Morton’s Lady Potters 67, poor poor East Peoria 13
So I whip out two one-dollar bills. The nice lady at the East Peoria High School ticket counter says no, no, here’s a senior card, it gets you in all Mid-Illini Conference games, free. I read the back of the card: “Cardholder must be at least age 60 and may be asked to show proof of age.” My question is: why didn’t the nice lady ask for PROOF OF AGE? A glance is all it took? Did the glare off my head give me away? Maybe the mustache, which is, I admit, in a certain light, white-ish.
After that excitement, things got dull. In the second and fourth quarters, Morton outscored East Peoria, 40-0. Over the last three quarters, it was 55-6. In three blilzkrieg bursts that lasted 2 minutes and 13 seconds of the middle quarters – steals, forced turnovers, fast breaks, 3-point shots – Morton left EP for dead, 21-0. At that rate, Morton wins, 302-0. I’d pay $2 to see that game.
Instead of his usual starters, Morton coach Bob Becker started five seniors, only one a regular. Four minutes into the game, he subbed out the seniors with five juniors. He substituted five people at a time five times. It was 12 minutes into the game before he had his regular five in. Later, he had my favorite unit together, featuring three left-handers. I was hoping that with the running clock in the fourth quarter, Becker would look into the bleachers and send in EVERYBODY WITH WHITE MUSTACHES WHO GOT IN FREE!!!
As to why Becker did the unusual rotations, he said, “There was an opportunity to do so.” Meaning, y’know, it was East Peoria, poor poor East Peoria, winless in the Mid-Illini Conference this season– always poor except for that night in January of 2016. One does not need be a senior citizen cardholder to remember that night. Inexplicably, astonishingly, unbelievably, and all other adverbs suggesting we didn’t see what we saw, East Peoria played Jedi mind tricks on the Potters and won, 37-35. (And this happened in a season when Morton went on to win its second of three straight state championships.)
Since that gawdawful night, Morton has beaten East Peoria five straight times – 90-33, 80-33, 84-11, 74-21, 67-13. The average score is 79-20. None of those games was anywhere near that close.
Two notes, one on fashion: I liked the Potters’ gray road jerseys, saved from the 2014-15 season when the team won its first state championship. “Undefeated in those jerseys,” Bob Becker said. OK with the jerseys, but what’s with the belts-turned-down look on the shorts? “The jerseys didn’t all fit the same,” Courtney Jones said by way of kinda sorta not quite explaining why players turned their belts inside out and created a raggedy white-belt look on the gray uniforms. Inelegant.
A second note, on the best bang-bang play tonight. It came off Courtney Jones’s foot. East Peoria thought to in-bound at mid-court.
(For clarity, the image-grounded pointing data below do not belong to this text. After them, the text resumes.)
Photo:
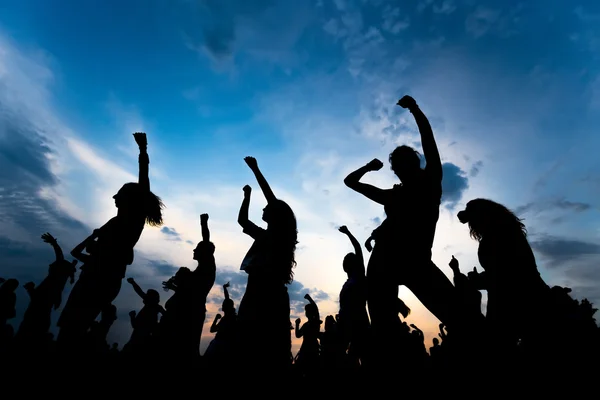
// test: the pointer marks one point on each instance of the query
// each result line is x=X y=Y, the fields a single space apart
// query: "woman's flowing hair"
x=285 y=234
x=492 y=217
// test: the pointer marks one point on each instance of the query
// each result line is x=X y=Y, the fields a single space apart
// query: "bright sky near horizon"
x=309 y=88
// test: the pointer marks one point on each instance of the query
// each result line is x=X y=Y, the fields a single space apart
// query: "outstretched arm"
x=262 y=182
x=357 y=248
x=430 y=150
x=137 y=288
x=204 y=225
x=143 y=159
x=48 y=238
x=77 y=252
x=371 y=192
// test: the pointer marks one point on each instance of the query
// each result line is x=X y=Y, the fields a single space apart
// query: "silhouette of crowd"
x=529 y=328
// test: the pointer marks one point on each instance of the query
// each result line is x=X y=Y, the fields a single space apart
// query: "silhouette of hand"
x=374 y=165
x=48 y=238
x=140 y=139
x=251 y=161
x=407 y=102
x=368 y=245
x=453 y=264
x=473 y=274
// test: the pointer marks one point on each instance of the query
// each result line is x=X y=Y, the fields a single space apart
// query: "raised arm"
x=143 y=159
x=48 y=238
x=243 y=214
x=298 y=331
x=214 y=327
x=137 y=288
x=310 y=300
x=225 y=291
x=204 y=225
x=262 y=182
x=430 y=150
x=371 y=192
x=357 y=248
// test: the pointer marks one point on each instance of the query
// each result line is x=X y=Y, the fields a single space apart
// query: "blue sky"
x=511 y=88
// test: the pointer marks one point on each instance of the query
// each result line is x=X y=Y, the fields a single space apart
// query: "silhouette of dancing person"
x=100 y=280
x=222 y=347
x=43 y=298
x=269 y=264
x=307 y=361
x=402 y=251
x=518 y=297
x=204 y=278
x=354 y=322
x=180 y=329
x=144 y=323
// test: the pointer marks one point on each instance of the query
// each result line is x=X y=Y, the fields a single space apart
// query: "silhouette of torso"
x=514 y=283
x=353 y=299
x=116 y=241
x=412 y=212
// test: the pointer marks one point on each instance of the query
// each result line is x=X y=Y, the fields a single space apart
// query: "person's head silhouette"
x=406 y=163
x=133 y=199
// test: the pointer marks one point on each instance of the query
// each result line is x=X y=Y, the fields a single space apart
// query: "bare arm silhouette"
x=204 y=225
x=262 y=182
x=30 y=288
x=357 y=248
x=310 y=300
x=143 y=159
x=215 y=325
x=77 y=252
x=430 y=150
x=48 y=238
x=371 y=192
x=132 y=318
x=299 y=333
x=243 y=214
x=137 y=288
x=225 y=291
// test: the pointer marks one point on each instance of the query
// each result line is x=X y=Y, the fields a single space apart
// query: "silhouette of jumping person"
x=402 y=251
x=144 y=323
x=307 y=360
x=354 y=322
x=222 y=347
x=269 y=264
x=180 y=329
x=204 y=279
x=470 y=296
x=100 y=280
x=46 y=296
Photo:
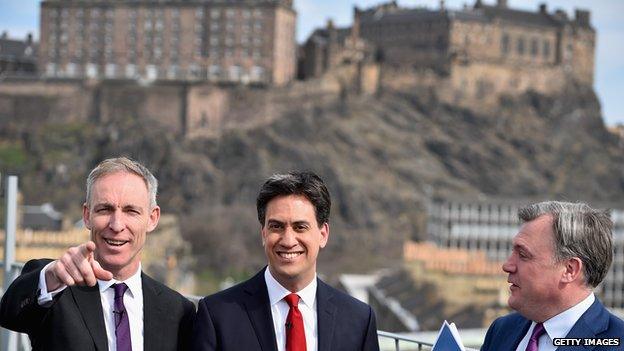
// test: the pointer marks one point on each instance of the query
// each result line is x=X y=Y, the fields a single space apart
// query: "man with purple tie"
x=561 y=252
x=95 y=296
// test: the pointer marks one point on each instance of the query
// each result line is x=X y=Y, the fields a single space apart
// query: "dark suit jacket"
x=507 y=332
x=240 y=318
x=75 y=320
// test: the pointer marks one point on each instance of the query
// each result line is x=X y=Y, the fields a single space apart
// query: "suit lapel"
x=326 y=312
x=153 y=314
x=515 y=335
x=259 y=311
x=593 y=322
x=90 y=305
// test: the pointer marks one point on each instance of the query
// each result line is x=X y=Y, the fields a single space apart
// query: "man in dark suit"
x=285 y=306
x=95 y=296
x=562 y=251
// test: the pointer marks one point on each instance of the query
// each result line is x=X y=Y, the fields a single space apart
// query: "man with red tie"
x=560 y=254
x=285 y=307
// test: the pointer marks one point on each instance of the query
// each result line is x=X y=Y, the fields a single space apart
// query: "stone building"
x=330 y=47
x=246 y=41
x=18 y=58
x=490 y=227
On a bounce pass, Jones said, “I just stuck my foot out there. I was so surprised.” She kicked the ball on a line ker-POW! – and the ball flew into the second row of bleachers where it ricocheted off 11-year-old Will Bimrose — ker-POW!!!
Jones said, “I went, ‘Oh my gosh,’ and my eyes opened real wide,” because she seemed to have kicked the ball into young Will’s nose.
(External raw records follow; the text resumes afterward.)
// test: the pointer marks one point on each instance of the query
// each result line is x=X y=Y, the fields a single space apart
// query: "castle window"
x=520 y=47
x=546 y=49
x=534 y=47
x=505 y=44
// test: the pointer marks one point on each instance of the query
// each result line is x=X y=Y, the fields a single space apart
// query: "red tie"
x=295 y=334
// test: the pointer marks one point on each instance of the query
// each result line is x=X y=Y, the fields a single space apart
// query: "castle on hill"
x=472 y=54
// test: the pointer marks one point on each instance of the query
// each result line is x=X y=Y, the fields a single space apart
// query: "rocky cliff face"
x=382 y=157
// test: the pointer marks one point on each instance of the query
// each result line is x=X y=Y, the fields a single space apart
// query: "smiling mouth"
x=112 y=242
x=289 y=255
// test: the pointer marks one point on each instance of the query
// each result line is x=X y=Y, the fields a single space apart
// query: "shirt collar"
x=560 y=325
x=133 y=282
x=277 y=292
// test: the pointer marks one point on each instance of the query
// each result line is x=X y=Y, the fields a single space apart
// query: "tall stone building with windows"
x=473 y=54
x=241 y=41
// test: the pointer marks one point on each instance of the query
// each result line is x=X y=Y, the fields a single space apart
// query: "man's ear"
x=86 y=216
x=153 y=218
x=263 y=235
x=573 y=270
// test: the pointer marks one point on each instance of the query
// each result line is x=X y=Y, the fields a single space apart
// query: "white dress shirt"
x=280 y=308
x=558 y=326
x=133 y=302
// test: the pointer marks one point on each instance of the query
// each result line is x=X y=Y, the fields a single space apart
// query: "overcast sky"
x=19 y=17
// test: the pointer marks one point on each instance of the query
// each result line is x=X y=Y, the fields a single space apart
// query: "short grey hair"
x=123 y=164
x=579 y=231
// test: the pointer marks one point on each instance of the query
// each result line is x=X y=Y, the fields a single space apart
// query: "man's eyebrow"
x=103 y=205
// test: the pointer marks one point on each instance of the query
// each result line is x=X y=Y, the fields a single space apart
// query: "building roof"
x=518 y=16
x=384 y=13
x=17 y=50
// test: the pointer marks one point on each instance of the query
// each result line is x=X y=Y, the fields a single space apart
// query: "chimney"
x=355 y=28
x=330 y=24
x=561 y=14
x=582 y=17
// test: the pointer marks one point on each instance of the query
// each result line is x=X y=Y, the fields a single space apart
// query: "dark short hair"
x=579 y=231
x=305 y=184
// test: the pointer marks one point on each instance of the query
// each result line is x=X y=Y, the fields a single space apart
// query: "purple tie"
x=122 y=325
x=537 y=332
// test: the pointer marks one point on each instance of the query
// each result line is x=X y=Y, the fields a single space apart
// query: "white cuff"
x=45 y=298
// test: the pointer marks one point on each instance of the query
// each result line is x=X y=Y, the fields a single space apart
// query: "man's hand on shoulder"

“My leg,” young Will reported later, happy that the Jones missile had missed his left arm, broken in soccer last week. At game’s end, Jones sought out Will to apologize. He told her he was OK.
Morton is now 16-2 for the season and 6-0 in the Mid-Illini. Tenley Dowell led the Potters scoring tonight with 15. Maddy Becker had 12, Katie Krupa 8, Raquel Frakes 6, Bridget Wood 5, Lindsey Dullard 4, five players had 3 each (Makenna Baughman, Peyton Dearing, Kathryn Reiman, Megan Gold, Jones), and Addie Cox had 2.